The 2022 ASCO Annual Meeting was filled with important science, engaging data, and several practice-changing abstracts, many of which have been covered in detail on other pages or in earlier issues of The ASCO Post. There were numerous high-impact studies and attendees, whether present at the meeting in Chicago or participating remotely, took home important information to help optimize care for their patients with cancer. Here, we offer a glimpse at additional clinical trial data—in breast cancer, small cell lung cancer, intrahepatic cholangiocarcinoma, and colorectal cancer—presented at ASCO 2022.

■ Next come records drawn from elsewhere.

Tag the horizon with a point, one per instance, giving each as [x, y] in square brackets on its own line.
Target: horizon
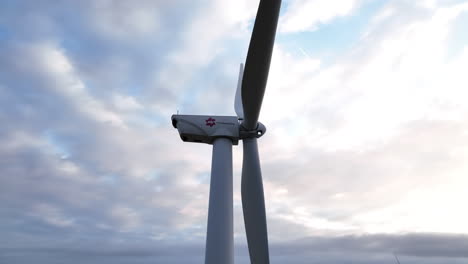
[364, 155]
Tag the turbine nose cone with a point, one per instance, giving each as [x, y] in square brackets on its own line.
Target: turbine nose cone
[174, 121]
[261, 129]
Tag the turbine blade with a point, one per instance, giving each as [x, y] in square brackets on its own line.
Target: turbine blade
[238, 99]
[253, 204]
[257, 64]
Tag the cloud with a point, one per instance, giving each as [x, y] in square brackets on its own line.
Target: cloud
[359, 149]
[306, 15]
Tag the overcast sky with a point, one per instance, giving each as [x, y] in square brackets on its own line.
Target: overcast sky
[365, 154]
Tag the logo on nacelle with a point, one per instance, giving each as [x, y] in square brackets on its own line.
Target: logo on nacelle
[210, 122]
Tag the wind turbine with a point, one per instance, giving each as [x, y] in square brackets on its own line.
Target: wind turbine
[223, 132]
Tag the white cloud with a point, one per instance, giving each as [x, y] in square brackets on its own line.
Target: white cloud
[307, 15]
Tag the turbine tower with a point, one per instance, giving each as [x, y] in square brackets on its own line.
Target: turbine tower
[224, 131]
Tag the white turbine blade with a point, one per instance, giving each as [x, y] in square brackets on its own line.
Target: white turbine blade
[238, 99]
[219, 233]
[253, 204]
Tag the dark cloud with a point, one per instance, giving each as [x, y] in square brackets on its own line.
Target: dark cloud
[92, 171]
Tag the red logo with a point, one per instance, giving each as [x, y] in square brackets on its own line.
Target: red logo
[210, 122]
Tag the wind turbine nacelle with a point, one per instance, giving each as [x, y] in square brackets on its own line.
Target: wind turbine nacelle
[205, 129]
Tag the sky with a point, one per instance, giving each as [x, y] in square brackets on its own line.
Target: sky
[364, 156]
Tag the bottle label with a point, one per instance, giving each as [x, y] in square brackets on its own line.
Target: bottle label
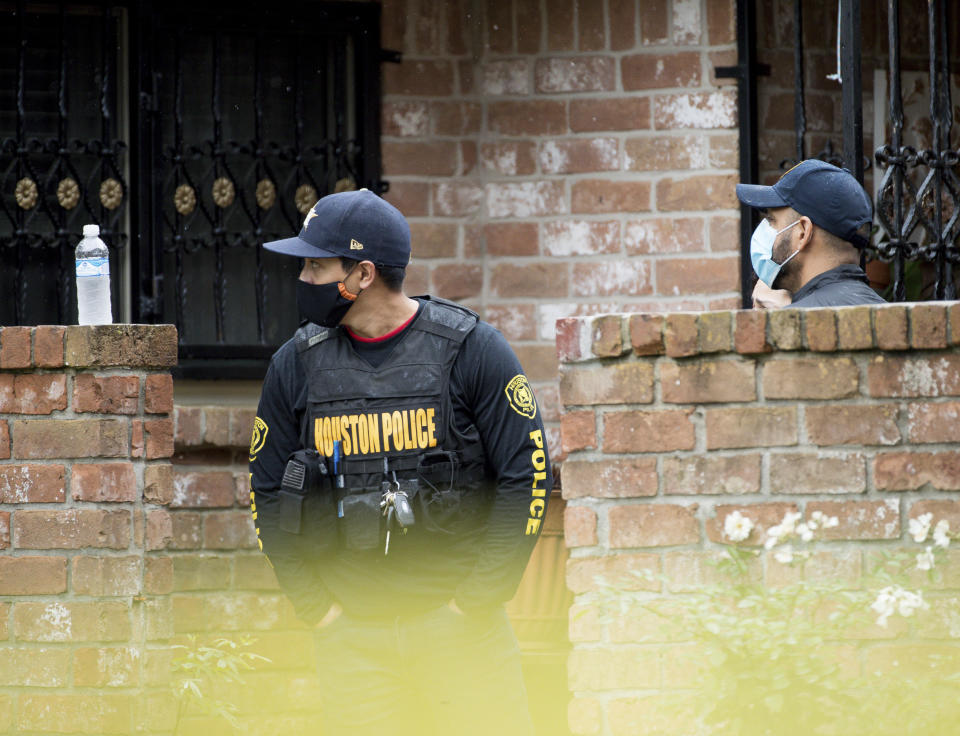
[87, 267]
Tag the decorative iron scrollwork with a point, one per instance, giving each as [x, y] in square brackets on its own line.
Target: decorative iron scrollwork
[26, 193]
[223, 192]
[266, 194]
[185, 199]
[68, 193]
[305, 197]
[111, 193]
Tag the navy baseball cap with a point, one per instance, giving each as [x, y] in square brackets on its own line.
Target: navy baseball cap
[831, 197]
[358, 225]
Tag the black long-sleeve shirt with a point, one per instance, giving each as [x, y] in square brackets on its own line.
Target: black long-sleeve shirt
[478, 570]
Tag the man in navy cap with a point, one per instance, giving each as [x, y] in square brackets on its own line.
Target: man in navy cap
[807, 245]
[400, 477]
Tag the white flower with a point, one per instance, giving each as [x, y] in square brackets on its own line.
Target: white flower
[941, 534]
[737, 527]
[784, 555]
[925, 559]
[920, 527]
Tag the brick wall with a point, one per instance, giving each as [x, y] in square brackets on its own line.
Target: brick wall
[673, 421]
[559, 158]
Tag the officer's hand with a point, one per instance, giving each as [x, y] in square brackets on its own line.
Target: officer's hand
[766, 298]
[336, 610]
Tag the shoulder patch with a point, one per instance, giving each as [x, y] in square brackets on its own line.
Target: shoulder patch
[259, 438]
[520, 396]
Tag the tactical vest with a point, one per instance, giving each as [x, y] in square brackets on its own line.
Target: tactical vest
[394, 423]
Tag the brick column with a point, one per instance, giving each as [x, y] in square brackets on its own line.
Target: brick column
[85, 440]
[674, 421]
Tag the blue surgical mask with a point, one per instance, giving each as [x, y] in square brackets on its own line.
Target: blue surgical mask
[761, 252]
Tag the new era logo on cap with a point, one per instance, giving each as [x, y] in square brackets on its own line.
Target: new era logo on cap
[353, 225]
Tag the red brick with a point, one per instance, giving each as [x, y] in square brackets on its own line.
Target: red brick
[810, 378]
[106, 667]
[158, 394]
[579, 526]
[763, 515]
[578, 430]
[32, 393]
[423, 159]
[458, 282]
[106, 394]
[106, 576]
[33, 575]
[600, 195]
[653, 525]
[525, 199]
[750, 332]
[59, 438]
[579, 155]
[575, 74]
[689, 276]
[680, 335]
[620, 113]
[159, 438]
[104, 714]
[510, 158]
[32, 484]
[607, 334]
[891, 325]
[930, 422]
[860, 519]
[610, 478]
[527, 117]
[911, 471]
[751, 427]
[853, 425]
[705, 192]
[229, 530]
[657, 71]
[928, 326]
[537, 279]
[914, 376]
[15, 347]
[71, 529]
[625, 383]
[821, 327]
[666, 153]
[708, 381]
[158, 576]
[648, 431]
[714, 332]
[612, 278]
[48, 346]
[588, 574]
[696, 110]
[803, 473]
[418, 79]
[710, 475]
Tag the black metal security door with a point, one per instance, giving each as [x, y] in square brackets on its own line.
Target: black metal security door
[192, 133]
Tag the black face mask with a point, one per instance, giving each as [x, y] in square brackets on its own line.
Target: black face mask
[322, 304]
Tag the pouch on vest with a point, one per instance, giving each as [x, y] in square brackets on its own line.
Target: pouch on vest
[306, 503]
[360, 516]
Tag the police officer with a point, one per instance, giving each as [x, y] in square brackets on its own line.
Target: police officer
[400, 478]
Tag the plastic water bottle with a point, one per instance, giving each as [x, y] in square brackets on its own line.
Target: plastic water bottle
[93, 279]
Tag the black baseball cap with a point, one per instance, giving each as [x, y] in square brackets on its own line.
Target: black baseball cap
[831, 197]
[358, 225]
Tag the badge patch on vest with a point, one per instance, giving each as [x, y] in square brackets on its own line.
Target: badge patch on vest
[259, 438]
[520, 396]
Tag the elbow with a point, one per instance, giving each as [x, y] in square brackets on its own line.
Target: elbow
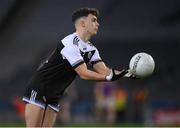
[84, 77]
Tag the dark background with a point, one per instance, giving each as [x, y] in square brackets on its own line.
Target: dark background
[29, 30]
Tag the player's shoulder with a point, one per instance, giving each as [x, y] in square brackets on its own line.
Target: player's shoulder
[71, 39]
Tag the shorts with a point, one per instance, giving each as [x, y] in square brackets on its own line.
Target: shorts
[36, 94]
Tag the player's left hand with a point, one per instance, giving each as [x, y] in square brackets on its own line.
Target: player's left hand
[129, 74]
[115, 74]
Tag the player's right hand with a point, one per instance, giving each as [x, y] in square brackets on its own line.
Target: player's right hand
[129, 74]
[116, 75]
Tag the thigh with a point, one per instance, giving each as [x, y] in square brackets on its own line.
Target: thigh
[33, 115]
[49, 117]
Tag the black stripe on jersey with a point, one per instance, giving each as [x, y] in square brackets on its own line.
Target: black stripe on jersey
[77, 63]
[75, 40]
[95, 62]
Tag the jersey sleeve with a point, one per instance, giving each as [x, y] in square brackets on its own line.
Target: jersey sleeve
[73, 55]
[95, 58]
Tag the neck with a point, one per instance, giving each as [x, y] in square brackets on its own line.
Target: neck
[85, 36]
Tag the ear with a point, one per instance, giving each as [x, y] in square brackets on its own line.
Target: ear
[82, 22]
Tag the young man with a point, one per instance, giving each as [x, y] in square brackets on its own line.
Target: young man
[60, 69]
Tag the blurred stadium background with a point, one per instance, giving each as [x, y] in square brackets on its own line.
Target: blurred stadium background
[30, 29]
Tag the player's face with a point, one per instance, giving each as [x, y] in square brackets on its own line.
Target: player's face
[91, 24]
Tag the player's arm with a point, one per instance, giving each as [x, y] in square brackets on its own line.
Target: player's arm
[101, 68]
[87, 74]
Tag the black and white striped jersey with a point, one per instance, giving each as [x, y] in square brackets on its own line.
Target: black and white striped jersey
[77, 51]
[57, 72]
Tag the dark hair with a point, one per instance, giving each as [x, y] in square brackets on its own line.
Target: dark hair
[84, 12]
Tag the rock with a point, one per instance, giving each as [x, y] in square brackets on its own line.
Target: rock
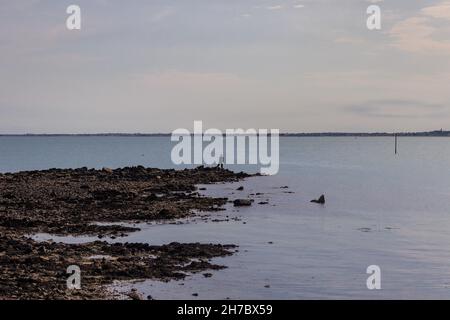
[321, 200]
[242, 202]
[134, 295]
[107, 170]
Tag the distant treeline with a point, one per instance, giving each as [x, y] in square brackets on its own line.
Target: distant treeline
[436, 133]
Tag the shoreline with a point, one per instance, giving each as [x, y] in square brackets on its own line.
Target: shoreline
[73, 202]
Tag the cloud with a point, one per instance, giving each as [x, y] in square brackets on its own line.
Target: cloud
[399, 109]
[419, 34]
[440, 11]
[277, 7]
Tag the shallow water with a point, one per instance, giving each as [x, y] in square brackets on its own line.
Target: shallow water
[382, 209]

Breast Cancer: Adjuvant Denosumab Protects Bone, Improves Survival
In the final analysis of the phase III ABCSG-18 trial, the addition of the bone-protective agent denosumab to aromatase inhibitors extended disease-free survival, overall survival, and bone metastasis–free survival and continued to improve bone health.1 In the study, 3,420 patients with hormone receptor–positive early-stage breast cancer being treated with aromatase inhibitors received denosumab at 60 mg twice a year or placebo.
The study had already met its primary endpoint—time to first clinical fracture—which was significantly delayed with the use of denosumab (hazard ratio [HR] = 0.50; P < .0001). Fractures were observed in 176 patients on the placebo arm and in 92 patients on the denosumab arm.2
Michael Gnant, MD, FACS
At ASCO 2022, principal investigator Michael Gnant, MD, FACS, Professor of Surgery at the Medical University of Vienna, presented the long-term outcomes, all favoring denosumab. These benefits were observed despite crossover once the primary results were revealed. Denosumab vs placebo resulted in the following results:
Denosumab continued to show a good safety profile. Investigators observed no new cases of osteonecrosis of the jaw and one case of atypical fracture.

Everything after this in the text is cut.